I remained a fan of Alanis in the subsequent years, still fondly playing her first and second albums regularly, well into my thirties. A quarter of a century later, however, I unexpectedly found myself coming full circle to the minority of outliers whom I recalled initially rebuked the phenomenon of her music, perplexingly.

Something had shifted my sensibilities. Now the instrumentation, style, and concept of her music simply struck me as… inauthentic. They seemed preconceived, affected, and a little silly. It wasn’t that there wasn’t true talent involved; it’s that the music was less about art than it was about entertainment.

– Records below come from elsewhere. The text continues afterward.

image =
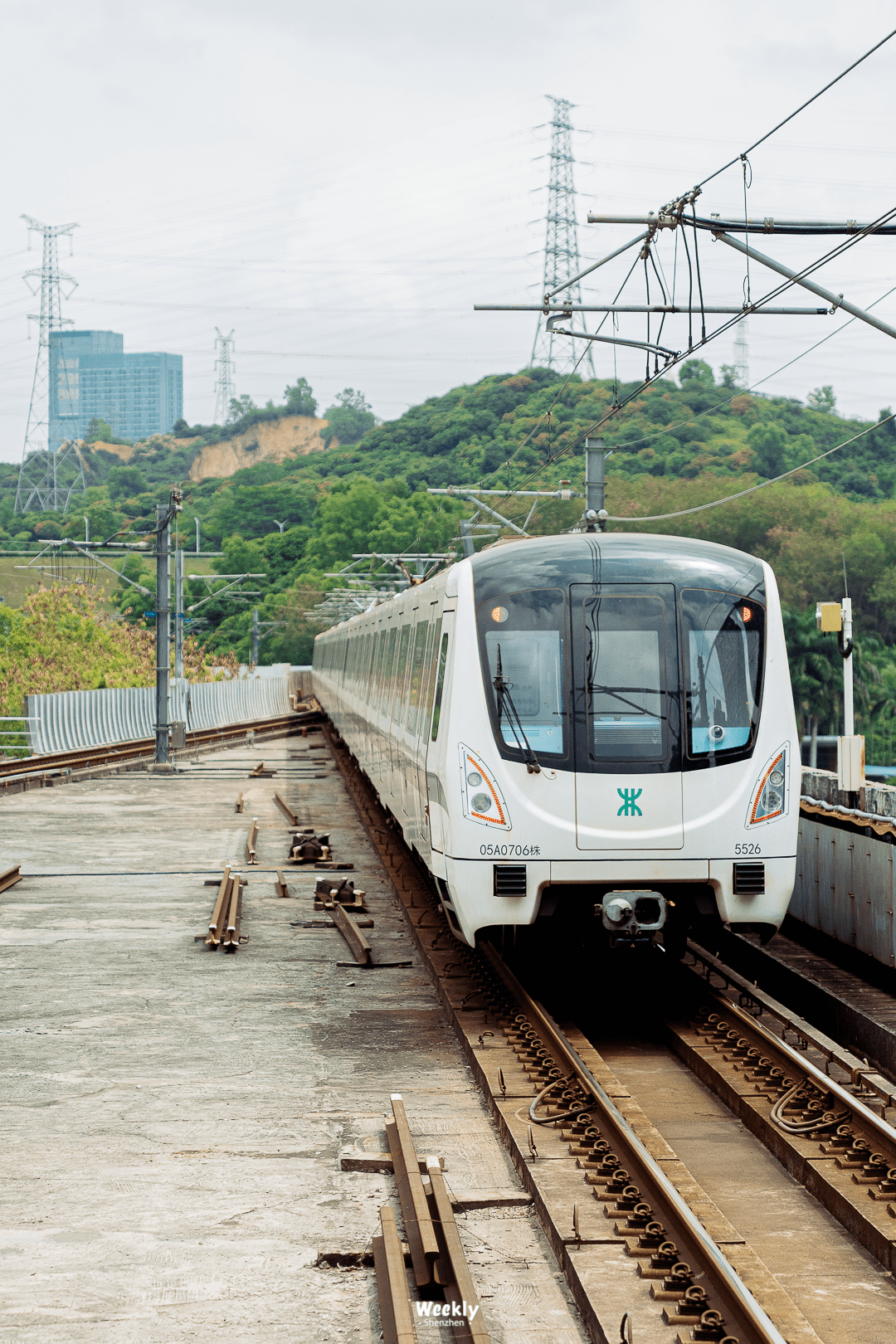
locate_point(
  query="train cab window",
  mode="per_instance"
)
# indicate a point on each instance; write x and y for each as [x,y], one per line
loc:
[723,645]
[631,678]
[523,635]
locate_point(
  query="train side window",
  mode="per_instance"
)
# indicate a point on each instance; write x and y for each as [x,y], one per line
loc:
[724,654]
[429,674]
[440,687]
[416,674]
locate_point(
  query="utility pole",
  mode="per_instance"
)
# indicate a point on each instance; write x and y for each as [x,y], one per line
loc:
[561,244]
[225,386]
[49,476]
[742,355]
[164,515]
[179,611]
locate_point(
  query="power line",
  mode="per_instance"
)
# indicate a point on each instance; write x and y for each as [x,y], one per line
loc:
[796,113]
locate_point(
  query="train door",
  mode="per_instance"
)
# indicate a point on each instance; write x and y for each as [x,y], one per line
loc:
[437,745]
[626,711]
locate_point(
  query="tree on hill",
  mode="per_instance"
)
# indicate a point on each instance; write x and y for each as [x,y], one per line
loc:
[299,398]
[124,481]
[241,407]
[349,420]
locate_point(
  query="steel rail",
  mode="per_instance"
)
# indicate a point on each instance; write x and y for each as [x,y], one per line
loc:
[863,1113]
[728,1283]
[119,753]
[826,1046]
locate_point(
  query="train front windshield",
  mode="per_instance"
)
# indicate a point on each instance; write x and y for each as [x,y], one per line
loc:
[635,676]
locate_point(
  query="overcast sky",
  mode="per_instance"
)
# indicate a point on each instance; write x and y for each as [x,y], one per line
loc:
[342,183]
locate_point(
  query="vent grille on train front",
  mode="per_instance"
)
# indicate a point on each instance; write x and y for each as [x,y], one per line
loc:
[509,879]
[750,879]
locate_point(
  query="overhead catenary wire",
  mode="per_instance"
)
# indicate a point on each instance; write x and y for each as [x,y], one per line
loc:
[796,110]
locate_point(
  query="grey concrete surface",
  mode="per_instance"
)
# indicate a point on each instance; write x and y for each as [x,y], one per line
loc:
[173,1118]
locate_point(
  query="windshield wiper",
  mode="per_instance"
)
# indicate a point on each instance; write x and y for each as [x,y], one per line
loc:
[508,707]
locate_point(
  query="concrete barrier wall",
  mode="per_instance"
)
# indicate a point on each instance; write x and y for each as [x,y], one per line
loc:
[71,719]
[844,877]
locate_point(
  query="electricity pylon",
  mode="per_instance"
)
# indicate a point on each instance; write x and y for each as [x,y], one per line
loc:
[50,474]
[225,387]
[561,244]
[742,355]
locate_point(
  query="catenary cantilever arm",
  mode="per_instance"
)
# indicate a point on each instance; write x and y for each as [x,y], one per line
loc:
[837,300]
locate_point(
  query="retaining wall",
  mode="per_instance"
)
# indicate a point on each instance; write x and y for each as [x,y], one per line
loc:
[845,882]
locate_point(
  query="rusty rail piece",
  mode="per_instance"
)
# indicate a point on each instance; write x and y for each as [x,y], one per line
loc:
[223,926]
[825,1136]
[329,891]
[127,753]
[288,812]
[356,941]
[461,1289]
[10,877]
[416,1211]
[433,1238]
[250,841]
[392,1291]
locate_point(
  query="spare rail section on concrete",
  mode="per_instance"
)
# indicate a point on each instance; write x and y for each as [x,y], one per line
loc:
[10,877]
[433,1238]
[223,926]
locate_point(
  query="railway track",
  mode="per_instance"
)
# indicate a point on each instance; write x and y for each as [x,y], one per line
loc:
[603,1176]
[50,767]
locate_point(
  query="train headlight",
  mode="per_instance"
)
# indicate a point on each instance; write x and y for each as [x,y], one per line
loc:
[768,799]
[481,793]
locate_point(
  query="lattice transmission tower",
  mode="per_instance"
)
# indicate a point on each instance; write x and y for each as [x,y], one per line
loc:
[561,244]
[742,355]
[51,472]
[225,368]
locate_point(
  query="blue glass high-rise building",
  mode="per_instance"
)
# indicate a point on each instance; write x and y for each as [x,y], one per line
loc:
[91,375]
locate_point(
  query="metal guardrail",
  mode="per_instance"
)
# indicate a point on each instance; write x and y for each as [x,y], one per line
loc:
[69,719]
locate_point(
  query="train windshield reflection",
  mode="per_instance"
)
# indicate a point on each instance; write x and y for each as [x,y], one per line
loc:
[527,629]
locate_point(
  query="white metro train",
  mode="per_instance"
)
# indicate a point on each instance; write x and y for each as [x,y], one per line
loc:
[592,721]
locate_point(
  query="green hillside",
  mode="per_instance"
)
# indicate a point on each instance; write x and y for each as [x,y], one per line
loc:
[676,446]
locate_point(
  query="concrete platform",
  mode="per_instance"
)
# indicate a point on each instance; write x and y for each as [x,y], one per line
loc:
[173,1118]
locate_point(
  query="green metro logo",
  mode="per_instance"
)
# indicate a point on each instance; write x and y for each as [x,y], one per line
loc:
[629,804]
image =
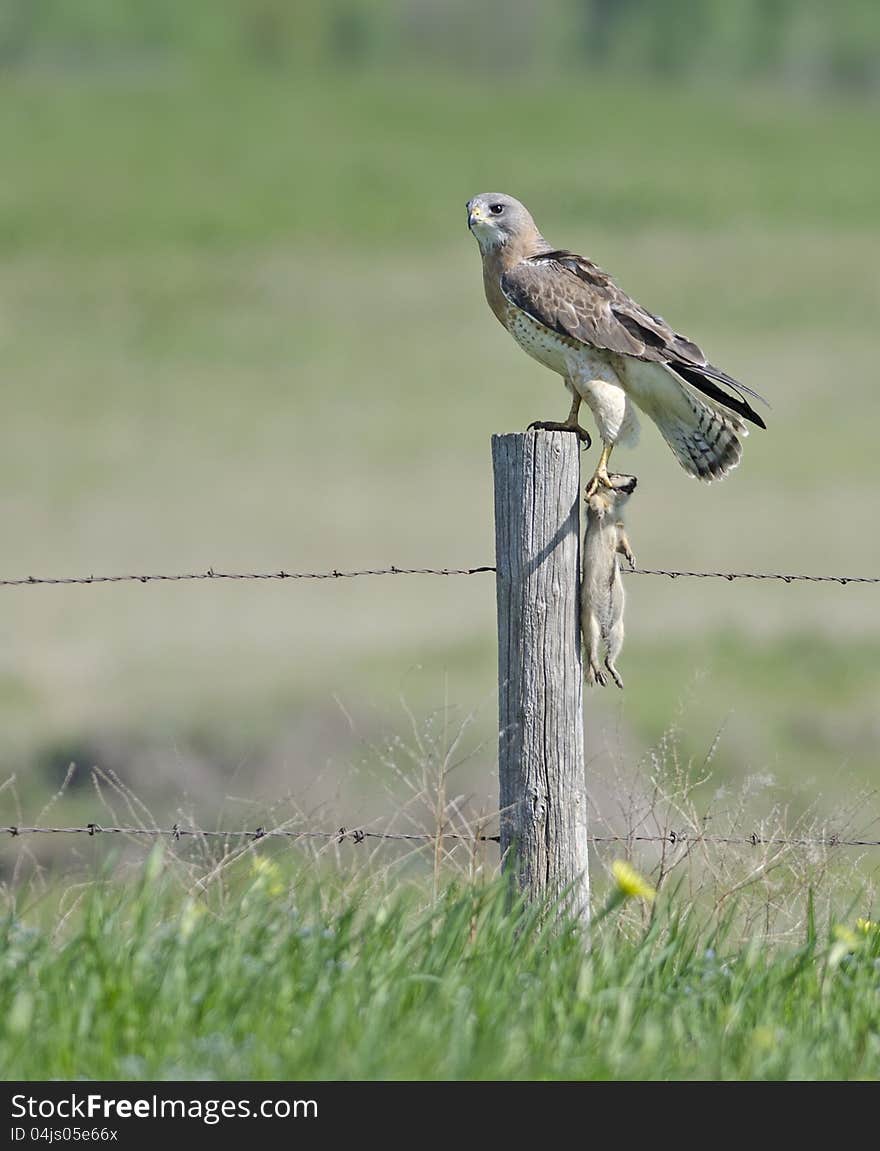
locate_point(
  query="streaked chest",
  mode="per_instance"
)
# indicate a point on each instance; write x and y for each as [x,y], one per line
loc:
[542,343]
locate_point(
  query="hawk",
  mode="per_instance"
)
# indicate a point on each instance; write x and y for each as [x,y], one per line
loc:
[569,315]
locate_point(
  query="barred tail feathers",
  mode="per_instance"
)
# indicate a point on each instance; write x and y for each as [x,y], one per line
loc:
[708,444]
[703,435]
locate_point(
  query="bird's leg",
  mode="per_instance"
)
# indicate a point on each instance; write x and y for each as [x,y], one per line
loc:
[569,425]
[601,475]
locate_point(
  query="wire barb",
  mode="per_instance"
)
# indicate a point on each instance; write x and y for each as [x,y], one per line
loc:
[357,573]
[682,839]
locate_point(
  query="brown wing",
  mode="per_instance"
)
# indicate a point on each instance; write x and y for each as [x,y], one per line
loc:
[574,297]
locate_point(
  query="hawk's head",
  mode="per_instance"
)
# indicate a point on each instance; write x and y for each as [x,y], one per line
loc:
[495,219]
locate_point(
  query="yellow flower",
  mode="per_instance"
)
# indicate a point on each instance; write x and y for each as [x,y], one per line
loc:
[630,884]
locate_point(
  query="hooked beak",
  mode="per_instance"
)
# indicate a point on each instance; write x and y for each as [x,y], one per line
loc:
[474,215]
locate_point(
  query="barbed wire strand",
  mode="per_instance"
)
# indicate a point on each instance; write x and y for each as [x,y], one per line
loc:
[358,835]
[283,574]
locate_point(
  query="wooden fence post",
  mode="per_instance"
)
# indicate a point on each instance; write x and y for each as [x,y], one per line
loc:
[543,795]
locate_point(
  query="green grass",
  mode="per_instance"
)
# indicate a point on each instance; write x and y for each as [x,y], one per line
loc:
[283,978]
[242,325]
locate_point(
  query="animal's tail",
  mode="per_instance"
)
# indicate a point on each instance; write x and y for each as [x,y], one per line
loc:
[704,439]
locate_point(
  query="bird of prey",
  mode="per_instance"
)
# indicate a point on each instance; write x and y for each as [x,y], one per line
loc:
[569,315]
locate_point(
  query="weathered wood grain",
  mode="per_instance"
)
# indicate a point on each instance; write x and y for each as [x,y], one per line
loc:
[543,795]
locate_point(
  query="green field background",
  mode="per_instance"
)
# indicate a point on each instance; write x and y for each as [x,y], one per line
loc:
[242,325]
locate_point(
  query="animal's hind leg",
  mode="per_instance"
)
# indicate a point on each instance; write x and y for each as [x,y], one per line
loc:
[591,640]
[616,643]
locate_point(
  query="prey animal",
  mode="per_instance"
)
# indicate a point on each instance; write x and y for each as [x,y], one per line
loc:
[613,353]
[602,587]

On that level, yes: the music was certainly catchy—enough for me to listen repeatedly for decades. I would never tire of her music in some sense, but I began to realize: maybe she wasn’t such an authentic artist, but again: just an entertainer with a phenomenal gimmick.

These were the accusations from her critics, twenty-five years ago upon the release of “Jagged Little Pill”. They had baffled me then, in their reservations against a surely indelible and spectacular artist—but now I understood where they were coming from.

I remember hearing people flatly say her music was “whiny” and an outlet for complaining—rather than profound and cathartic, as millions of fans attested. Her most famous critics declared her hackneyed and contrived; I could hear it in the instrumentation now—often, it sounded more like an imitation of rock music than actual  rock music, if that makes sense. It was too slick and mannered for its own good. A sophisticated ear is a tall order for a fourteen year old; what was my excuse for the last twenty years? Maybe when I listened to her music between then and now, it was clouded by my own nostalgic attachment to it.

Morissette’s credibility was always suspect from the start: prior to “Jagged Little Pill”, she’d released two strictly dance-pop albums that were indicative of their time: the early 1990s. Her about-face with “Pill” as an alternative rock singer was suspiciously convenient, a few years later at the peak of the grunge phenomenon. That she collaborated with veteran music producer Glen Ballard—who was accomplished but best known for polished pop rather than rock music—only perpetuated doubts of Alanis’ “rock” status. Honestly, this theoretical calculation on her part wouldn’t have bugged me, except that she didn’t pull it off artistically after all.

It’s telling that Morissette never repeated her success with “Pill”—commercially or artistically, ever again. Not that an artist should replicate their style or subject repeatedly, but she never attained the same relevance even on a strictly esoteric or artistic level. Her follow-up album came the closest, but even now it suffers from a similar quality as its behemoth predecessor: inhabiting a dubious sonic limbo between art and entertainment. In fact, all of her subsequent albums shared this trait. That was no accident.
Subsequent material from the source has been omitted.